If anything unexpected goes wrong inside the gate, it exits 0 (active). A crash in the gate can never silently suppress the collaboration loop - the worst case is that ContextRelay engages when you might have expected it not to, which is recoverable, rather than vanishing when you needed it.

standalone status is the higher-level companion: it shows the resolved state plus the project flag, the global flag, the bare-command status, and which instruction files carry slim vs full blocks.

Putting it together: typical flows

"I want ContextRelay everywhere" - do nothing. Auto-connect ON is the default.

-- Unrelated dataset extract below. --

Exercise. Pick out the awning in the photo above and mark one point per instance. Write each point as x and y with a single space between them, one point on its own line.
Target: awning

"I installed it globally but only want it sometimes":

ctxrelay standalone on # go dormant everywhere
# ...later, in a project where you want both agents:
ctxrelay attach # or run /contextrelay in a Claude session

"This one project should always be active, but keep the rest quiet":

ctxrelay standalone on # dormant globally
ctxrelay standalone off --scope project # but active for this project

"Just for this command, override whatever the config says":

CONTEXTRELAY_AUTO_CONNECT=1 ctxrelay claude # force active
CONTEXTRELAY_AUTO_CONNECT=0 ctxrelay claude # force dormant

Activation and upgrades

When you update ContextRelay and run ctxrelay upgrade, your activation state is preserved. The upgrade reconciler refreshes managed instruction blocks while keeping each file's slim/full state, and it never changes the auto-connect vs dormant baseline - so an upgrade will not silently re-activate a session you deliberately put to sleep. See Upgrading ContextRelay for the full flow.